The film’s biggest issues are related to Romy. Her journey through the desert lacks any narrative sense. The poorly-constructed plot is exacerbated by the way the lead character is portrayed. She comes across as flat and inconsistent. Berthaud is seemingly going for a profound inconstancy and emotional brokenness, but neither Kruger’s performance nor the script allows for this. Romy is at times vulnerable and vacant and at others assertive and in control. Berthaud did not give Kruger the guidance to know what she is supposed to be playing. At the beginning of Sky, Romy is artfully taking photos, suggesting some mystical sensibility or love of nature. But aside from a half-baked encounter with a Native American co-worker’s grandmother, the film never returns to this version of Romy. She is not the creative wanderer in the wilderness; rather, she is imminently practical and painfully myopic. Her driftlessness seems intended as an important statement on twenty-first century living, but the execution is off and it suggests instead poor filmmaking.
Romy’s inconsistency is mirrored in other aspects of the film. Sky starts as a road movie, drifts into noir territory and at times looks and feels like the collision of arthouse and grindhouse of ‘70s Hollywood. For fleeting moments, the atmosphere is outright Lynchian. Nathalie Durand’s cinematography during these moments is breathtaking, capturing desert vistas, driving sequences and Vegas neon in captivating and evocative ways. Unfortunately, the film eventually abandons these atmospheric moments and becomes a family/relationship melodrama in the worst possible sense. It exaggerates tired filmic tropes, displaces Durand’s photography for exposition and ignores gaping plot holes. Romy, for instance, is apparently immune to property and immigration laws. The climax arrives without explanation, is predictable and leads to a ludicrously unearned denouement.
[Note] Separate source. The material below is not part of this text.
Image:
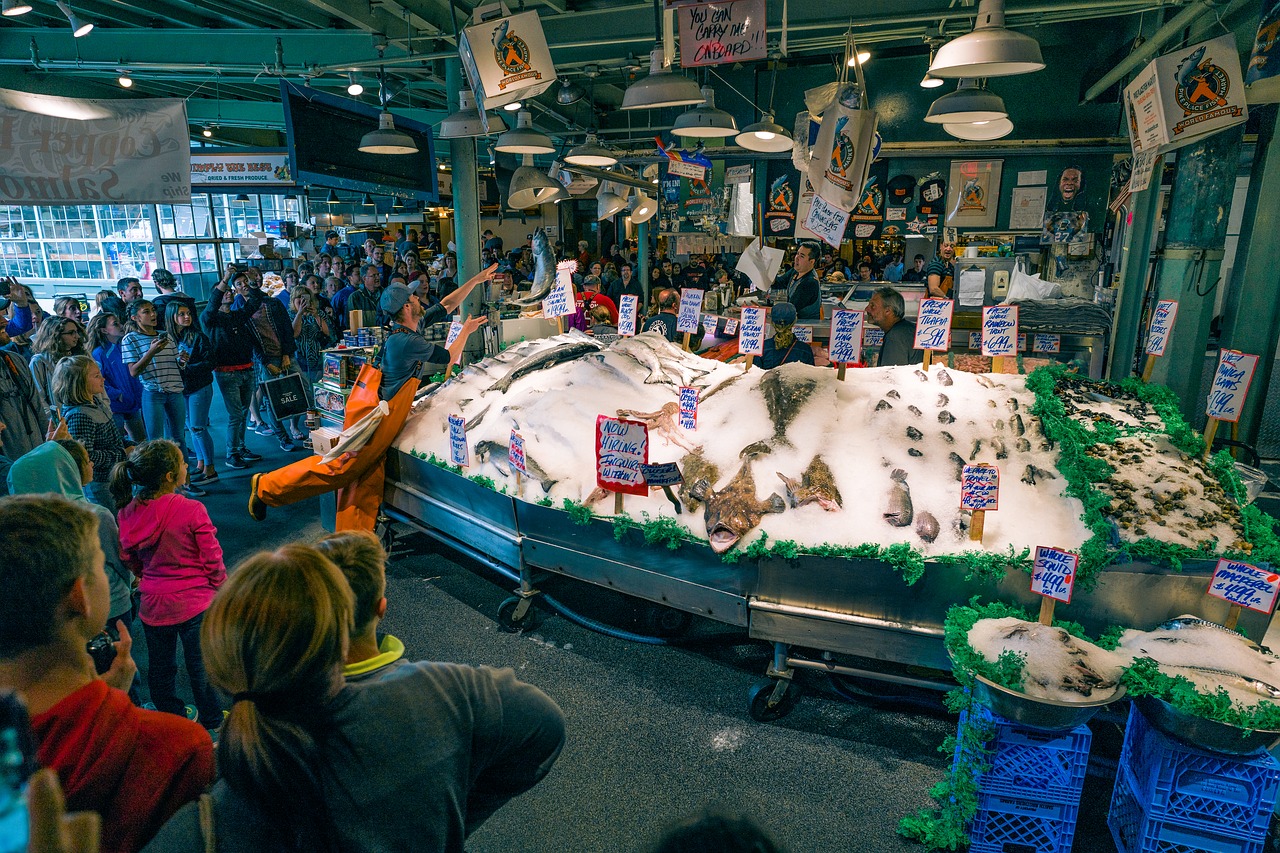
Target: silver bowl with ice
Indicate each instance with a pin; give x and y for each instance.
(1037, 712)
(1201, 733)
For the sake of fairness, all of Sky’s shortcomings should not be placed on Berthaud. Auteur theory is tempting, but filmmaking is an act of collaboration and it seems that much of Sky was left in the cutting room. Surely Duane, a trucker played by Lou Diamond Phillips, originally had more than one line in the film. Many of the relationships Romy forms with subsidiary characters are under-explained or aborted, another probable product of intensive editorial intervention.
The film attempts to portray self-discovery, human relationships and the despair of unmoored feminine existence. These are some of the grandest ideas tackled in cinema, and conjure names as diverse as Cassavetes, Malick and (early) Fellini. Sky, however, fails to back up its claims with anything of substance. Romy is no woman under the influence, nor is she Cabiria’s heir, even if her story has definitive echoes of each.